Ever since Riemann's use of the theta transformation formula in one of his proofs of the functional equation for the zeta-function, number theorists have been fascinated by various interactions between the zeta function and automorphic forms. These experiences, however, have remained episodic like rare glimpses of crests, for most of them ensued from apparently spontaneous relations of the zeta-function with a variety of Eisenstein series.
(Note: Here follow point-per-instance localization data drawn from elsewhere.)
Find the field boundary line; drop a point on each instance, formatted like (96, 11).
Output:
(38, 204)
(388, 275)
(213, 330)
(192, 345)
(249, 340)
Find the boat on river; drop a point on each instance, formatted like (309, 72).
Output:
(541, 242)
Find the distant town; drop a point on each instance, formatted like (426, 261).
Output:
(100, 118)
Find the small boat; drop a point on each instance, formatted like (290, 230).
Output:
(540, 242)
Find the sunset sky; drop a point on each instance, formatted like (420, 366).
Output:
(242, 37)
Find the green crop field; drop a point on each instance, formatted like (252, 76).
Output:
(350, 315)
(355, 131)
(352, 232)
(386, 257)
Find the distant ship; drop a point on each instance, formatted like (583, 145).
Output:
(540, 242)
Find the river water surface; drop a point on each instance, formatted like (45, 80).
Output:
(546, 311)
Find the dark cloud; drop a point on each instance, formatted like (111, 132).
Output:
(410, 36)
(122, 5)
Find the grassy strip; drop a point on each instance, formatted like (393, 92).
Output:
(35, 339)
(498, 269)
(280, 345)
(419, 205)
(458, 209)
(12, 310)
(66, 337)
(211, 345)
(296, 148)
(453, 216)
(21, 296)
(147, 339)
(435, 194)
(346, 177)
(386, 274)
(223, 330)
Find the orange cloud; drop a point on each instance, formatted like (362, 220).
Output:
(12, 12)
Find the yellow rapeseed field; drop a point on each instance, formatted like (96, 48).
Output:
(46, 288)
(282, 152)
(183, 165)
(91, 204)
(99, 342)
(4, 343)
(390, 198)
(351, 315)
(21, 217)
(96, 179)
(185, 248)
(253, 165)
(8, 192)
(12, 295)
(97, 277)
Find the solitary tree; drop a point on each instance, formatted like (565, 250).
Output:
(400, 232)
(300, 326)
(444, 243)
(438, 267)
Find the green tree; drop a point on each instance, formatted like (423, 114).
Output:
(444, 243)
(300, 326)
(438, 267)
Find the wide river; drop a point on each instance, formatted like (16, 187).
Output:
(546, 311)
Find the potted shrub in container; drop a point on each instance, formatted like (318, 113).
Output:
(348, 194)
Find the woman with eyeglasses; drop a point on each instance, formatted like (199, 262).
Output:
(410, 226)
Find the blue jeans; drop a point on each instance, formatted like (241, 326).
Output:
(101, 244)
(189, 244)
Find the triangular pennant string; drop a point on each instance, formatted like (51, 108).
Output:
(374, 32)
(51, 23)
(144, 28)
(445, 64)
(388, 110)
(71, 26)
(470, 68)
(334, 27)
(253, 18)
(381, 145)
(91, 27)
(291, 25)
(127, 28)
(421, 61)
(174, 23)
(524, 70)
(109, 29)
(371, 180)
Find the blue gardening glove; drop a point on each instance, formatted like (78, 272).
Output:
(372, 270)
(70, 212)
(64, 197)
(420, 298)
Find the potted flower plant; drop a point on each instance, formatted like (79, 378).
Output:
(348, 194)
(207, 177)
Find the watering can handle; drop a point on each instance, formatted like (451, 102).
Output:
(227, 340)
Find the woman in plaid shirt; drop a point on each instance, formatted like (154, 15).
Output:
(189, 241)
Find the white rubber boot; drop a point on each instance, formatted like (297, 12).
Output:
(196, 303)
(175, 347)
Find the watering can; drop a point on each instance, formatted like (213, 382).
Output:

Nevertheless such glimpses are highly suggestive of a grand view over and far beyond the Eisenstein ridge, and bring forth the notion of a kamuy-mintar where the entire collection of automorphic forms contribute to the formation of the zeta-function.

My aim in the present monograph is to try to substantiate this belief by demonstrating that the zeta-function has indeed a structure tightly supported by all automorphic forms. The story begins with an unabridged treatment of the spectral resolution of the non-Euclidean Laplacian, and continues to a theory of trace formulas. The fundamental means thus readied are subsequently mustered up for the quest to find an explicit formula for the fourth power moment of the zeta-values. Then the zeta function emerges as a magnificent peak embracing infinitely many gems called automorphic L-functions representing the spectrum.

My best thanks are due to my friends A. Ivić and M. Jutila for their unfailing encouragement, and to D. Tranah, P. Jackson, and all of the personnel of the Cambridge University Press engaged in this project for sharing their professional vigor.